Capabilities control what Linux privileges a process has. Seccomp (Secure Computing mode) controls which system calls the process is allowed to make at all.

The Linux kernel has over 400 syscalls. A typical application uses a few dozen. The rest — ptrace, mount, pivot_root, kexec_load, create_module — are either rarely needed or actively dangerous from a container escape perspective.

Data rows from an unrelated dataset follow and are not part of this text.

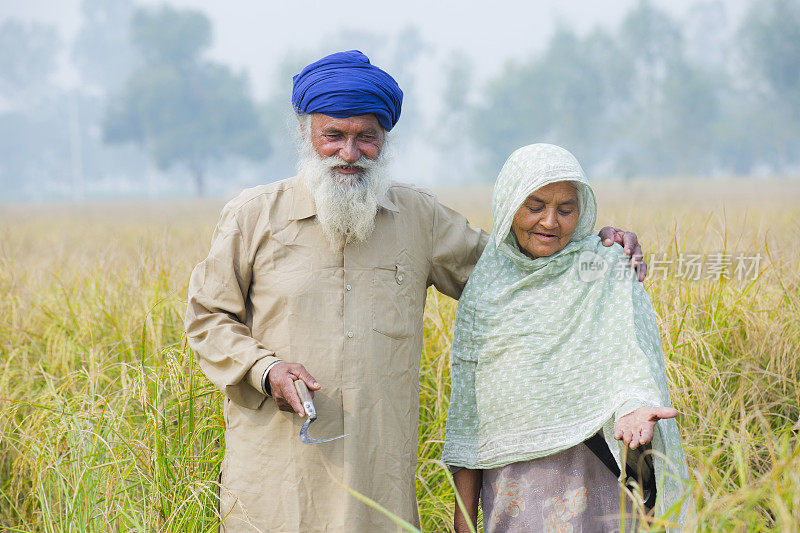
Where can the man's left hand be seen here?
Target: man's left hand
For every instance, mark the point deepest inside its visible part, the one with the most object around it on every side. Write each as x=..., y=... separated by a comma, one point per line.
x=630, y=243
x=636, y=428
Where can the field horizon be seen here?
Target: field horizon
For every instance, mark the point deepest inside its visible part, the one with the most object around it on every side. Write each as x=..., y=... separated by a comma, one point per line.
x=107, y=423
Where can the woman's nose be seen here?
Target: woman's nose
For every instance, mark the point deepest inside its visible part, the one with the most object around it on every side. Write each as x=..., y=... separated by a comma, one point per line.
x=549, y=220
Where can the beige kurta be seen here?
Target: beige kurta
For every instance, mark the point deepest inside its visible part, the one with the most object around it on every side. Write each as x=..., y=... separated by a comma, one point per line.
x=272, y=286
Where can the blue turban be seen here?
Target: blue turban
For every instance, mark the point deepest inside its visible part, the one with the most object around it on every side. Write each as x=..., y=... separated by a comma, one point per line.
x=345, y=84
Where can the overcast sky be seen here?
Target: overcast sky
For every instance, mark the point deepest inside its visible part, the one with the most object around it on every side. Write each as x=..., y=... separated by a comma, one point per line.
x=254, y=34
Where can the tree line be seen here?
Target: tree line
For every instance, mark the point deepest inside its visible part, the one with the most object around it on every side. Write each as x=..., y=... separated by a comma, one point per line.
x=655, y=96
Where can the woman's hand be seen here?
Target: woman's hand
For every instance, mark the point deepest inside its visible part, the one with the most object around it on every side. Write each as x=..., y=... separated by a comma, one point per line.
x=636, y=428
x=468, y=484
x=630, y=243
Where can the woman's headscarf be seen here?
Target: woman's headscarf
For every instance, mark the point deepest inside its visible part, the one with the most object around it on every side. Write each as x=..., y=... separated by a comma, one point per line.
x=548, y=351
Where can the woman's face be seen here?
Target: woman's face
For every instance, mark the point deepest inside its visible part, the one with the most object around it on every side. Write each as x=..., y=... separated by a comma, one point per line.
x=546, y=221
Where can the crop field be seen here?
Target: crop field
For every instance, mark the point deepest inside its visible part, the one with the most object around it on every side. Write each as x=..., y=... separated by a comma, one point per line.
x=107, y=423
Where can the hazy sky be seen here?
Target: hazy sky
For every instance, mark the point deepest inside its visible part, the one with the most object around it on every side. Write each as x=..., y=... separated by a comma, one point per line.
x=254, y=34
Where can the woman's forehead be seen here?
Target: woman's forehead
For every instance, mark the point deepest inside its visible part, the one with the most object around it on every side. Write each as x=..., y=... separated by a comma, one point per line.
x=560, y=191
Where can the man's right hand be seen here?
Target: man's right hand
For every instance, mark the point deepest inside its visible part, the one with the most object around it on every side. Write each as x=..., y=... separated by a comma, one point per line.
x=281, y=382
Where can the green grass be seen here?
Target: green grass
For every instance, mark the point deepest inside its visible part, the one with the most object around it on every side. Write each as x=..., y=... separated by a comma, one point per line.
x=107, y=423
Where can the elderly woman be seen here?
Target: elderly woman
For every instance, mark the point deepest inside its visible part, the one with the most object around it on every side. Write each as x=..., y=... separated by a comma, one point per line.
x=556, y=354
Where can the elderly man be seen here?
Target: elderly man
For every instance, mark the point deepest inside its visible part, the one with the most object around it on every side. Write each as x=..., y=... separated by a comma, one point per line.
x=322, y=277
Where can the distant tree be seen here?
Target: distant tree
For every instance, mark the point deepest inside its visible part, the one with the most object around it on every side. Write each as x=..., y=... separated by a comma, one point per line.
x=180, y=107
x=569, y=95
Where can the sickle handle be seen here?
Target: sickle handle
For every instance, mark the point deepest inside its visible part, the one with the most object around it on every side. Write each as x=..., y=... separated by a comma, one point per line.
x=305, y=397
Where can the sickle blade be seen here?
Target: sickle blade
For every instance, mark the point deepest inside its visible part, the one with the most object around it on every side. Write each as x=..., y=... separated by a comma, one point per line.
x=307, y=439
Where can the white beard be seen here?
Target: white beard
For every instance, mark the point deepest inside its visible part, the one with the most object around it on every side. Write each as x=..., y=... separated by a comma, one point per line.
x=346, y=203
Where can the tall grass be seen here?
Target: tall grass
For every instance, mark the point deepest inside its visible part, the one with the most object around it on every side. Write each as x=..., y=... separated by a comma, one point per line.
x=106, y=421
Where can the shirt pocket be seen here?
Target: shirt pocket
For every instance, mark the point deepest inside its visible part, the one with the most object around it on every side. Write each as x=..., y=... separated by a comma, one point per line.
x=392, y=301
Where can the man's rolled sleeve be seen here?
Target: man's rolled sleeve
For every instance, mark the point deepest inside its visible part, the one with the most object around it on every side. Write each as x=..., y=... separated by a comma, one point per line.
x=216, y=317
x=457, y=246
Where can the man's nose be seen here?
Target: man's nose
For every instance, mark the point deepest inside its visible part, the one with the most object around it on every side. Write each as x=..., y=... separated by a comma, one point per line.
x=350, y=152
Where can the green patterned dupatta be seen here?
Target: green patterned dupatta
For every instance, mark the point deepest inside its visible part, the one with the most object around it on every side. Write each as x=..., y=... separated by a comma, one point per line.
x=546, y=352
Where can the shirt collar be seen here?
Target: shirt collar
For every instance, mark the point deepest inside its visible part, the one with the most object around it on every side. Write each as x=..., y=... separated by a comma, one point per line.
x=303, y=204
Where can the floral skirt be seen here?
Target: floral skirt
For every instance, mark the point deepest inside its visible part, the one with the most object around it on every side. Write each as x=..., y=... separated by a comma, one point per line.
x=571, y=491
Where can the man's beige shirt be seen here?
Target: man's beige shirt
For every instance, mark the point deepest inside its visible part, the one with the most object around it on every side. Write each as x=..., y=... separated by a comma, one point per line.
x=272, y=287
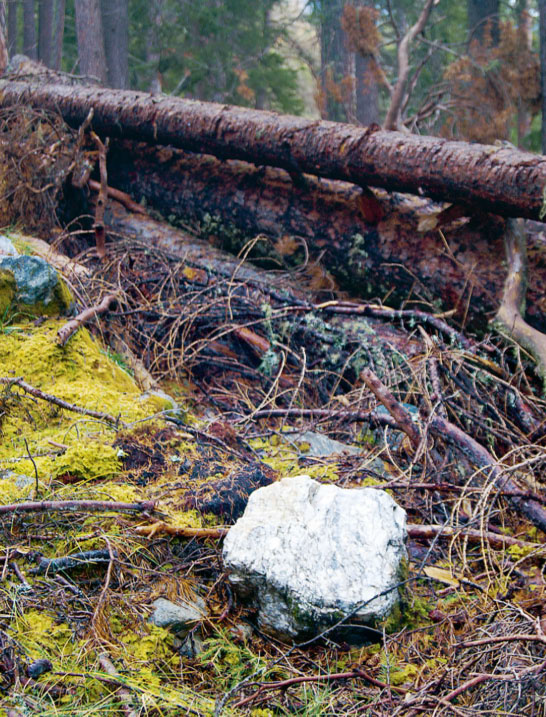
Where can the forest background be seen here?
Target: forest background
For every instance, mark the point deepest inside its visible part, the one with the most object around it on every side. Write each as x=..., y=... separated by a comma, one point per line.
x=466, y=70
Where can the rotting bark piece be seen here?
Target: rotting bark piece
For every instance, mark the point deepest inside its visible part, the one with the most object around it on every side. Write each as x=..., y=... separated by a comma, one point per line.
x=325, y=223
x=497, y=179
x=509, y=315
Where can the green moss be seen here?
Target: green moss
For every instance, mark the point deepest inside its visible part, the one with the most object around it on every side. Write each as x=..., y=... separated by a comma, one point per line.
x=7, y=293
x=89, y=460
x=78, y=373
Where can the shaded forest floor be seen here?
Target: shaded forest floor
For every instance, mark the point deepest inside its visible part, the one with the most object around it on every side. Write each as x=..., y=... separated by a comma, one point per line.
x=251, y=376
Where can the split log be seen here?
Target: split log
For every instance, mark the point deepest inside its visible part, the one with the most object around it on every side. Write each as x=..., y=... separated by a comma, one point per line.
x=376, y=247
x=501, y=180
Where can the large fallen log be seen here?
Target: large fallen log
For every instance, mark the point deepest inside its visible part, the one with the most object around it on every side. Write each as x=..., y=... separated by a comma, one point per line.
x=501, y=180
x=253, y=341
x=375, y=247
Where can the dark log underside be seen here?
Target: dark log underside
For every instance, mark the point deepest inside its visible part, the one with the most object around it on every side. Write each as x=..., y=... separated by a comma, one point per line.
x=372, y=256
x=501, y=180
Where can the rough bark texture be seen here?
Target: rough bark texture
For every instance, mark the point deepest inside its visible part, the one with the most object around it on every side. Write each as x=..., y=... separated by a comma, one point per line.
x=333, y=57
x=90, y=39
x=368, y=254
x=483, y=20
x=115, y=20
x=45, y=33
x=12, y=27
x=30, y=48
x=4, y=57
x=542, y=33
x=497, y=179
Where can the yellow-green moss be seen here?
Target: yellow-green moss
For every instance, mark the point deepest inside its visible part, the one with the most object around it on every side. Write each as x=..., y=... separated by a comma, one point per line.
x=78, y=373
x=7, y=293
x=89, y=460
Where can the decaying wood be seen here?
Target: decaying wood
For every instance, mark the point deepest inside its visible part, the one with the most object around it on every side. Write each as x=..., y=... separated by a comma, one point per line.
x=496, y=179
x=387, y=247
x=70, y=328
x=509, y=315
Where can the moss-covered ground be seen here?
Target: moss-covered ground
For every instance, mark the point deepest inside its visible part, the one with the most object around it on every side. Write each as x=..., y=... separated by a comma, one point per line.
x=199, y=473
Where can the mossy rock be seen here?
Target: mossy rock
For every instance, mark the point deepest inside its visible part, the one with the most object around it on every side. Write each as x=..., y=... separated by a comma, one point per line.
x=34, y=288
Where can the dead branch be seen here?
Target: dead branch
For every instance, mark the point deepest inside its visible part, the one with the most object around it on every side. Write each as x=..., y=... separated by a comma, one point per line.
x=400, y=415
x=161, y=528
x=119, y=196
x=70, y=328
x=496, y=540
x=509, y=315
x=55, y=565
x=100, y=233
x=501, y=180
x=37, y=393
x=392, y=120
x=124, y=695
x=84, y=506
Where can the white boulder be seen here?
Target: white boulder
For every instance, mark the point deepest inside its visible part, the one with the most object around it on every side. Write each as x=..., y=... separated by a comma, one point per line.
x=306, y=555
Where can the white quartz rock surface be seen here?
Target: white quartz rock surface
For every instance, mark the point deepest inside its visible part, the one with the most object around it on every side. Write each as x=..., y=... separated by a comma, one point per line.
x=307, y=554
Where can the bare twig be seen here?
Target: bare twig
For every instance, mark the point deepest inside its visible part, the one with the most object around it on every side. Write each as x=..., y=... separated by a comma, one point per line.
x=509, y=315
x=100, y=232
x=68, y=562
x=70, y=328
x=73, y=506
x=400, y=415
x=497, y=540
x=164, y=528
x=125, y=696
x=119, y=196
x=37, y=393
x=392, y=120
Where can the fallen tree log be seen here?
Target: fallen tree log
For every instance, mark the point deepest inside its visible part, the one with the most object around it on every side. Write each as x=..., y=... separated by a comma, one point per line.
x=501, y=180
x=374, y=246
x=252, y=342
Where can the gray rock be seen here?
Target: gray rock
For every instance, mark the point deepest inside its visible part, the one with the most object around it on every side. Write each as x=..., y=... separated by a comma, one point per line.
x=36, y=280
x=6, y=247
x=191, y=646
x=307, y=555
x=180, y=618
x=321, y=445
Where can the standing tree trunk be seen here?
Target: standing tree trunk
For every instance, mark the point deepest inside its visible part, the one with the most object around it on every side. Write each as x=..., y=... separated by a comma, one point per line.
x=367, y=91
x=153, y=49
x=12, y=27
x=542, y=12
x=483, y=21
x=59, y=34
x=333, y=55
x=90, y=39
x=29, y=30
x=45, y=32
x=115, y=23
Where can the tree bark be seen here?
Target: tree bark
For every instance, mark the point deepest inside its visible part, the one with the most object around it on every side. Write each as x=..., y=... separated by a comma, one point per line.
x=334, y=60
x=45, y=32
x=90, y=39
x=542, y=33
x=58, y=34
x=115, y=20
x=4, y=56
x=495, y=179
x=373, y=248
x=12, y=27
x=30, y=48
x=483, y=21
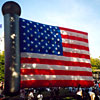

Docker applies a default seccomp profile that blocks around 44 syscalls. You can see it:

bash
docker info | grep seccomp
plaintext
 Security Options: seccomp

The profile is applied automatically. You don't have to do anything to get basic seccomp filtering.

#Custom Seccomp Profiles

For stricter isolation, write a profile that only allows the exact syscalls your application needs. This is advanced hardening for high-security environments:

json
{
  "defaultAction": "SCMP_ACT_ERRNO",
  "architectures": ["SCMP_ARCH_X86_64"],
  "syscalls": [
    {
      "names": ["read", "write", "open", "close", "stat", "fstat",
                "mmap", "mprotect", "munmap", "brk", "exit_group",
                "futex", "clone", "execve", "wait4", "socket",
                "connect", "sendto", "recvfrom", "bind", "listen",
                "accept4", "epoll_wait", "epoll_ctl"],
      "action": "SCMP_ACT_ALLOW"
    }
  ]
}

Apply it:

bash
docker run --rm \
  --security-opt seccomp=/path/to/profile.json \
  myapp

Generate a starting profile by running your application under strace and capturing the syscalls it actually makes. Tools like oci-seccomp-bpf-hook can automate this profiling.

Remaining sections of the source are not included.